Storing wine in a passive cellar

My wines are also stored on a concrete floor. I know who built our house (Karen Robbins is our contractor too), but I don’t know who decided to put the concrete floor for 80% of the basement about 4 inches higher than the actual floor level. We don’t get torrential rains and wet basement often, but it would make my current storage untenable.

Dan Kravitz

Hello, LasseK: I’m situated in US earthquake country - so quakes sometimes give me and my wine tremors. The passive, concrete basement cellar holds about 3 years of every day drinkers, “drink-soon,” and collectibles wines laid down for 30+ years. Some wine bottles are binned against the south and west walls; others are still in their boxes on the east wall. The cellar space is about 10x12x10 (LWH) in a southeastern corner of a 1940’s house.
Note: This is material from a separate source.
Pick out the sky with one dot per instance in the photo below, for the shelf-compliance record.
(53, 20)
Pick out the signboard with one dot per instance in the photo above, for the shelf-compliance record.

The “3-M arrangement” has worked for me: Moderate light (mostly dim/dark); Moderate humidity from damp ground/rain (and there’s a small top-down vent for moderate ventilation); Moderate annual temperature (usually 45-55). Seems to work well for the plonk and the precious. Best to you. Dee B

This roughly, but with the longest keepers on the bottom in contact with the floor.

I actually just found that my floor does keep a rather cool temperature (concrete) as well. It is not a big basement, but maybe i can be a bit creative and create space on the floor for some bottles. Thanks.